Al atardecer, la temperatura bajaba hasta volverse gélida. El sol se perdía en el horizonte, difuminado tras una bruma progresivamente rosácea. El mundo entero se volvía rosáceo también cuando la luz del crepúsculo se reflejaba en las desgastadas superficies de la llanura y luego en los ojos de los nómadas, en sus vasijas de barro cocido y en las hojas de hierro de sus legendarias espadas. El desierto parecía irreal en esos instantes, lo que aprovechaba la sibila para cantar sus historias en torno a la hoguera, con una voz más deliciosa que si proviniera de los mismos dioses. Los vasallos del Pueblo de la Marea encendían el fuego y preparaban infusión de flores de maat, y ella reunía a todas las castas para celebrar la fiesta de despedida del sol. Entonces recordaba las hazañas de los antepasados de los zerzura, con unas estrofas dulces que parecían envolverlos igual que la bruma, de manera que aquellas historias se introducían en sus sueños durante la noche.

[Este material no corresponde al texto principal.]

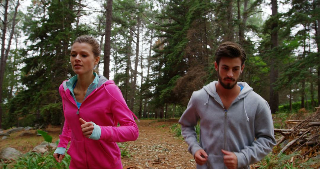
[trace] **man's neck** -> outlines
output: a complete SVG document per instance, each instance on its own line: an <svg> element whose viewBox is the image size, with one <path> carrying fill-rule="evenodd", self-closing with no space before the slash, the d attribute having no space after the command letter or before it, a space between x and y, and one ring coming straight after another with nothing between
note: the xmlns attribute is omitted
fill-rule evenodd
<svg viewBox="0 0 320 169"><path fill-rule="evenodd" d="M94 77L94 75L93 73L81 75L80 76L78 75L78 81L76 84L76 87L80 91L85 92L90 84L92 83Z"/></svg>
<svg viewBox="0 0 320 169"><path fill-rule="evenodd" d="M218 81L218 83L216 84L216 89L220 98L232 98L239 95L241 88L237 84L236 84L232 89L227 89L223 87Z"/></svg>

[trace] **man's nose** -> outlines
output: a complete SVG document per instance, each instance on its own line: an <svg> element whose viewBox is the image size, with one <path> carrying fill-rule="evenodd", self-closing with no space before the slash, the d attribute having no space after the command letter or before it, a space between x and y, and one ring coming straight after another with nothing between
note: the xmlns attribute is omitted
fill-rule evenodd
<svg viewBox="0 0 320 169"><path fill-rule="evenodd" d="M232 70L229 70L227 72L227 76L229 77L233 77L233 74L232 73Z"/></svg>

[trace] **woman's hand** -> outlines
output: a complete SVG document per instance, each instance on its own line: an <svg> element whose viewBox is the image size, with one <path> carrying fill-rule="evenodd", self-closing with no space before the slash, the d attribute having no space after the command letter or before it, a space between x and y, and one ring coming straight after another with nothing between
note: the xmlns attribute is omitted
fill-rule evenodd
<svg viewBox="0 0 320 169"><path fill-rule="evenodd" d="M53 157L56 159L56 161L58 163L61 163L62 159L64 157L64 155L58 153L53 153Z"/></svg>
<svg viewBox="0 0 320 169"><path fill-rule="evenodd" d="M79 121L81 125L80 127L82 131L82 133L86 137L89 138L93 131L94 128L93 124L91 122L87 122L81 118L79 119Z"/></svg>

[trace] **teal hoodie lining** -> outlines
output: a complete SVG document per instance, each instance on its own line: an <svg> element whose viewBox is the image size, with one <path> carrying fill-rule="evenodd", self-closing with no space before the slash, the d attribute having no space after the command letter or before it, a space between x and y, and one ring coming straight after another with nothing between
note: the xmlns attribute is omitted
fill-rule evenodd
<svg viewBox="0 0 320 169"><path fill-rule="evenodd" d="M87 93L85 94L85 96L84 96L84 98L83 101L82 101L83 102L85 100L85 98L86 98L88 96L89 96L92 92L94 90L94 89L97 88L100 78L99 77L99 76L97 76L98 75L97 74L97 73L95 72L93 72L93 75L95 76L94 79L92 82L92 83L88 87L88 89L87 90ZM78 81L77 76L78 75L76 75L71 77L69 80L66 82L66 84L67 86L67 88L69 89L69 90L70 91L70 94L72 96L72 97L74 99L75 101L77 103L78 108L79 108L80 107L80 106L81 105L81 103L77 101L77 100L76 99L76 97L75 96L74 93L73 92L73 89L74 88L74 87L75 87L76 84Z"/></svg>

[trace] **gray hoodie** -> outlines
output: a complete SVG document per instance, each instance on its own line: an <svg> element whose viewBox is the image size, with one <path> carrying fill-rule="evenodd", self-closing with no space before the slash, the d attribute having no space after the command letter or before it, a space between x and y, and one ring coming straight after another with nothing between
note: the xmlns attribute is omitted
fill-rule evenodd
<svg viewBox="0 0 320 169"><path fill-rule="evenodd" d="M216 90L214 81L192 93L187 109L181 116L181 133L194 157L203 149L208 161L197 168L226 168L221 149L233 152L238 159L238 167L250 168L276 144L273 123L267 102L245 82L228 109L225 110ZM200 143L197 141L195 126L200 120Z"/></svg>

—Vamos en busca del ser más terrible de la creación —les contaba—, a la que todos los panteones evitan, pues ella amontona las cabezas de los dioses a los pies de su trono. La serpiente del caos recorre el mundo a lomos del Zuaregi, la tormenta de arena, que puede arrasar imperios enteros sin esfuerzo. Solo la magia de los Reinos Negros pudo someterla hace siglos y desde entonces ha aguardado en su prisión, hasta estos días aciagos en que los ciclos del cosmos han permitido que vuelva a ser libre.
Los nómadas escuchaban embobados las hazañas de Jhebbal Sag, señor de los Navíos Blancos, que entregó su vida para combatir a Histah y pereció durante la guerra de la serpiente. Se deleitaban con la historia de la Llave del Infinito, el cuerno mágico con el que el gran rey podía llamar a las bestias y obligarlas a obedecer todas sus órdenes. Horas y horas transcurrían junto a la hoguera, con los ojos de los zerzura brillando de emoción como si todos fueran niños pequeños.

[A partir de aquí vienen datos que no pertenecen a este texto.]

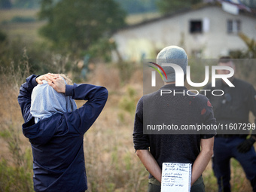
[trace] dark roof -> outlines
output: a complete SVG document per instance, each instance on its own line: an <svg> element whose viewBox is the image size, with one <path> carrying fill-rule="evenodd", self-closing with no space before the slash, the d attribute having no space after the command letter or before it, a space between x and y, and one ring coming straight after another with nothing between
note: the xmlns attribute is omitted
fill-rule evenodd
<svg viewBox="0 0 256 192"><path fill-rule="evenodd" d="M224 1L224 2L225 2L225 1ZM123 28L120 29L119 30L136 28L136 27L138 27L138 26L141 26L147 25L147 24L149 24L149 23L154 23L154 22L160 21L160 20L164 20L164 19L170 18L170 17L177 17L180 14L183 14L190 12L190 11L194 11L200 10L200 9L203 9L203 8L209 8L209 7L218 7L218 8L221 8L221 4L219 3L219 2L206 3L206 3L197 4L197 5L192 5L190 8L184 8L184 9L179 10L179 11L175 11L175 12L172 13L172 14L165 14L165 15L160 17L144 20L144 21L139 23L136 23L136 24L128 25L128 26L124 26ZM254 13L253 11L248 12L248 11L246 11L245 10L244 10L244 9L239 9L239 14L245 15L245 16L248 16L248 17L251 17L256 19L256 13Z"/></svg>

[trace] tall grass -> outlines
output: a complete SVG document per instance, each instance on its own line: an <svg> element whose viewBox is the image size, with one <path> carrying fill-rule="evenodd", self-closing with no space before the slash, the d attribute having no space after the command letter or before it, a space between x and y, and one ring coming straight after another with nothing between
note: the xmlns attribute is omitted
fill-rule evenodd
<svg viewBox="0 0 256 192"><path fill-rule="evenodd" d="M30 75L28 66L24 54L18 69L1 69L5 71L0 84L1 192L29 192L33 188L31 147L22 134L23 120L17 102L19 87ZM88 191L140 192L148 188L148 172L135 154L132 136L136 105L142 96L142 70L135 68L122 79L123 71L114 65L97 64L86 81L109 90L105 108L84 135ZM78 106L84 103L77 102ZM234 160L231 165L233 191L251 191L241 166ZM217 191L211 163L203 178L206 191Z"/></svg>

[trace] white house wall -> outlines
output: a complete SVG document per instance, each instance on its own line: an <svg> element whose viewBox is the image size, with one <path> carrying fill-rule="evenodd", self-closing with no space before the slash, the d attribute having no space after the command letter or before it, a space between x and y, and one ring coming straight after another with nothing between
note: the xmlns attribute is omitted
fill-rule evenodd
<svg viewBox="0 0 256 192"><path fill-rule="evenodd" d="M190 34L191 20L205 20L206 32ZM193 50L202 50L202 57L217 58L230 50L246 49L237 35L227 33L227 20L239 20L242 32L256 40L256 18L233 15L213 6L127 28L113 38L124 59L138 61L143 56L155 58L156 53L168 45L181 46L189 55Z"/></svg>

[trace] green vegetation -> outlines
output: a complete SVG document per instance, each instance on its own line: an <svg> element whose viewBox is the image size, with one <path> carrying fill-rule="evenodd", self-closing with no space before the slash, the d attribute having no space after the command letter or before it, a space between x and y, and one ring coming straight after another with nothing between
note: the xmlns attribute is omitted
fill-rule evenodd
<svg viewBox="0 0 256 192"><path fill-rule="evenodd" d="M124 26L125 12L114 0L41 2L40 33L58 50L79 53Z"/></svg>
<svg viewBox="0 0 256 192"><path fill-rule="evenodd" d="M50 8L55 10L56 8L52 5ZM114 50L116 46L109 38L113 26L108 26L106 35L88 45L81 42L84 44L81 48L78 46L78 50L74 45L70 47L71 50L69 46L63 45L62 50L60 45L66 44L63 37L54 41L55 39L43 39L38 36L38 29L46 24L47 20L38 21L37 12L37 10L11 9L2 10L0 13L0 191L32 191L33 188L31 146L21 131L23 120L17 102L20 86L30 74L48 72L66 73L75 82L84 82L79 63L87 54L90 55L90 74L87 75L86 82L103 85L109 90L105 109L84 136L89 191L146 191L148 172L134 153L132 136L136 105L142 95L141 65L122 61L111 63L110 50ZM158 14L154 16L134 14L126 20L135 23L141 20L139 17L151 18L156 15L159 16ZM17 20L14 18L21 18L22 21L14 23ZM35 21L23 23L25 18L33 18ZM3 21L7 22L3 23ZM252 41L248 41L248 52L245 52L247 55L242 53L239 58L254 53ZM59 45L54 44L59 42ZM84 65L83 62L81 63ZM203 81L204 70L200 68L200 63L191 65L195 74L192 80ZM249 62L246 65L239 68L239 75L255 82L254 66ZM78 102L78 106L82 104L83 102ZM241 166L233 160L231 163L233 191L251 190ZM204 172L203 178L206 191L216 191L216 179L211 163Z"/></svg>
<svg viewBox="0 0 256 192"><path fill-rule="evenodd" d="M202 2L202 0L158 0L157 5L159 11L163 14L171 14L181 9L190 8L191 5Z"/></svg>

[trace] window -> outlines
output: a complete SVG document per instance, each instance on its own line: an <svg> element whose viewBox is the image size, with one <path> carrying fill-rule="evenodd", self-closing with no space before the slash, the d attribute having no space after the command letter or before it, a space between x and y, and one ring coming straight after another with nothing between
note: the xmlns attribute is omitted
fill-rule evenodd
<svg viewBox="0 0 256 192"><path fill-rule="evenodd" d="M202 57L202 50L192 50L191 56L193 58L201 58Z"/></svg>
<svg viewBox="0 0 256 192"><path fill-rule="evenodd" d="M241 22L239 20L227 20L227 33L237 34L241 31Z"/></svg>
<svg viewBox="0 0 256 192"><path fill-rule="evenodd" d="M190 26L190 33L202 33L203 32L203 22L202 20L191 20Z"/></svg>

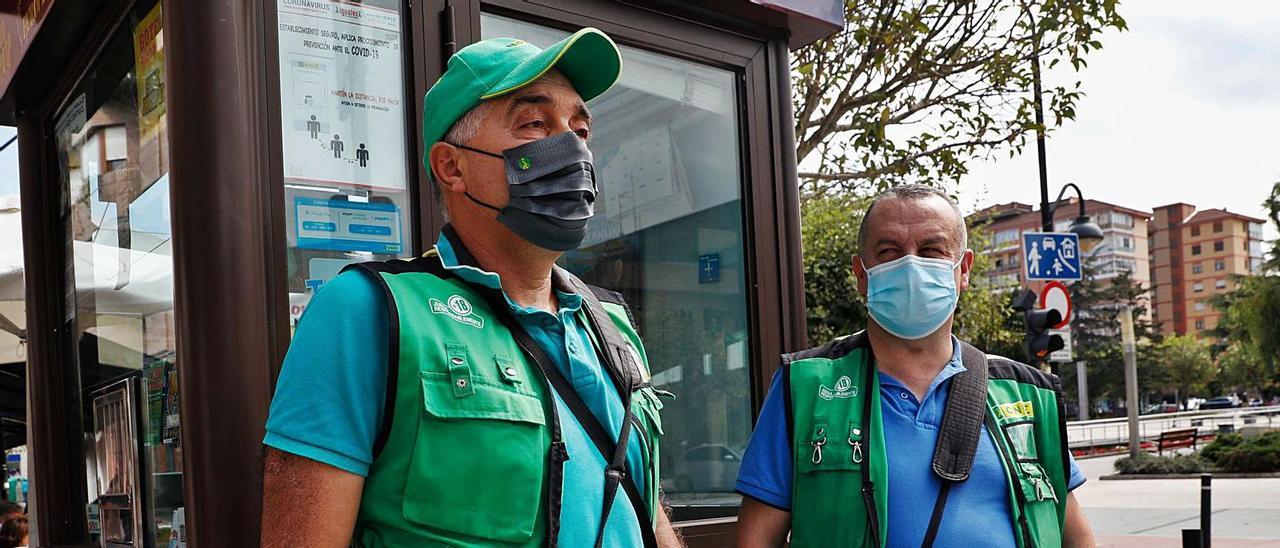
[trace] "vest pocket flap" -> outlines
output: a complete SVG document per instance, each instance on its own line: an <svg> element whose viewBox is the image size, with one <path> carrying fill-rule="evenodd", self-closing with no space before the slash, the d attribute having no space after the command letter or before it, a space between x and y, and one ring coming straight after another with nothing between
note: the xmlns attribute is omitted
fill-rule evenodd
<svg viewBox="0 0 1280 548"><path fill-rule="evenodd" d="M493 387L472 378L460 396L447 373L419 371L422 379L422 411L442 420L488 419L545 425L543 402L536 397Z"/></svg>

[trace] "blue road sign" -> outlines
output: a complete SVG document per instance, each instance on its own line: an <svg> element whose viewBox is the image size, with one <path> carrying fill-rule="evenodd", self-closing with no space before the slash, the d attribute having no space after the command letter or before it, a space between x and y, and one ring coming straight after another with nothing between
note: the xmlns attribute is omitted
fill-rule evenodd
<svg viewBox="0 0 1280 548"><path fill-rule="evenodd" d="M1024 232L1027 279L1080 279L1080 237L1068 232Z"/></svg>
<svg viewBox="0 0 1280 548"><path fill-rule="evenodd" d="M719 254L698 256L698 283L719 282Z"/></svg>

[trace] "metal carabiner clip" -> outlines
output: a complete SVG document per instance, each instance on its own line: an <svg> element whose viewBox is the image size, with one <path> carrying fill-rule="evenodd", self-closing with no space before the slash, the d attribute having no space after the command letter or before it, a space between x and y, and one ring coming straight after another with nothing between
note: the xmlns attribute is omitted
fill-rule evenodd
<svg viewBox="0 0 1280 548"><path fill-rule="evenodd" d="M827 444L827 438L817 439L813 442L813 457L809 458L813 461L813 463L815 465L822 463L822 446L826 444Z"/></svg>

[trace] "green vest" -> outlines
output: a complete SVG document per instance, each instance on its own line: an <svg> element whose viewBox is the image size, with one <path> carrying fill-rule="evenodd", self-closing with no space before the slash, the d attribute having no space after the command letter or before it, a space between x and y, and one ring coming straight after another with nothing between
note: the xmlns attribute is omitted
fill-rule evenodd
<svg viewBox="0 0 1280 548"><path fill-rule="evenodd" d="M1069 474L1060 383L1028 365L961 346L966 371L952 379L933 470L942 478L960 470L951 478L966 479L978 425L986 424L1005 467L1019 545L1060 547ZM893 516L886 513L888 470L879 382L865 333L786 355L782 366L795 462L791 545L884 545ZM972 378L977 383L973 396L957 393L961 376L978 374L983 366L986 383ZM980 402L983 385L986 401ZM948 423L963 423L965 399L972 402L972 428L965 429L972 434L968 448L956 449L957 437L947 434L952 430Z"/></svg>
<svg viewBox="0 0 1280 548"><path fill-rule="evenodd" d="M481 293L488 288L444 270L434 250L352 268L383 287L392 326L383 431L355 544L556 545L568 455L563 442L553 442L553 426L573 417L557 416L553 388L489 306ZM621 332L648 380L644 348L621 296L591 291L612 325L588 323L586 297L582 321ZM644 443L650 517L658 510L660 408L648 382L636 387L632 435Z"/></svg>

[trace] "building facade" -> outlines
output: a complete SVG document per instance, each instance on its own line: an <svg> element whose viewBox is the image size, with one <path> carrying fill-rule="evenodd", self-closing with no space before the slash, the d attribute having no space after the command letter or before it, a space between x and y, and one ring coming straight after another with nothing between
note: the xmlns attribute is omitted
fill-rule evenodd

A continuación, la bruja saludaba la llegada de las estrellas, que en el desierto pueden contemplarse como en ningún otro lugar de la tierra. Ella no solo las podía ver, sino que las sentía en lo más profundo de su alma. Hablaba con los muzimos, los espíritus familiares que habían subido al cielo y ahora los cuidaban desde las alturas. Los nómadas creían que las almas nobles iban a parar al firmamento, mientras que las malvadas se convertían en espíritus del aire e intentaban enloquecer a los viajeros con sus silbidos.

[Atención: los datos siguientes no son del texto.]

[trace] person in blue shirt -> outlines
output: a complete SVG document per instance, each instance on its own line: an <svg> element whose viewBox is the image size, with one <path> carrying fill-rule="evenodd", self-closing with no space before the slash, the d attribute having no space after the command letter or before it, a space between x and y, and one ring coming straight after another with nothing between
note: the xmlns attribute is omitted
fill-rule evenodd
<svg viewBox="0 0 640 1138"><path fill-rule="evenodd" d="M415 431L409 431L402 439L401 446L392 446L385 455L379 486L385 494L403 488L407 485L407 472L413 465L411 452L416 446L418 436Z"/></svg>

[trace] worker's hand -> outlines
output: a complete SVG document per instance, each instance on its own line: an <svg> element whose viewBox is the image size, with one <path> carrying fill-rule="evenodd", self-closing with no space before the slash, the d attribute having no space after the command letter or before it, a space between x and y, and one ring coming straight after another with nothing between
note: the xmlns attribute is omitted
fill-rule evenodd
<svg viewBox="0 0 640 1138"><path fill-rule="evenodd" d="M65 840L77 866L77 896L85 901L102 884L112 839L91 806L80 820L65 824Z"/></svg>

Finalmente, la sibila le cantaba a Goro, la luna, que rige los ciclos del mundo. Los zerzura se debían a la luna desde tiempos ancestrales, pues solo en su presencia conseguían una tregua del sofocante calor del día. Ella decidía las cosechas, la llegada de la lluvia y el transcurrir de los meses. Hacia ella miraban las almas de los antepasados cada noche. Por eso los nómadas siempre daban la bienvenida a la luna y el Pueblo de la Marea en concreto más que ningún otro. Cantaban, jugaban y bailaban en torno al fuego, recitando poemas de muchas generaciones atrás.
Cuando la gran diosa llegaba a su cénit, la bruja daba por concluido el festejo y apagaba la hoguera, con lo que las familias se retiraban a sus tiendas. Después comprobaba que todo se mantuviera en orden, se despedía de los vigías —que patrullaban alrededor del campamento con sus espingardas, los tradicionales rifles del desierto— y luego ella también buscaba el descanso, no sin antes pasear frente a la tienda del patriarca y rezar por su futuro.
Siempre pedía por Diente de Tiburón antes de acostarse pues, entre todas las personas del mundo, era por la que guardaba mayor afecto en su corazón.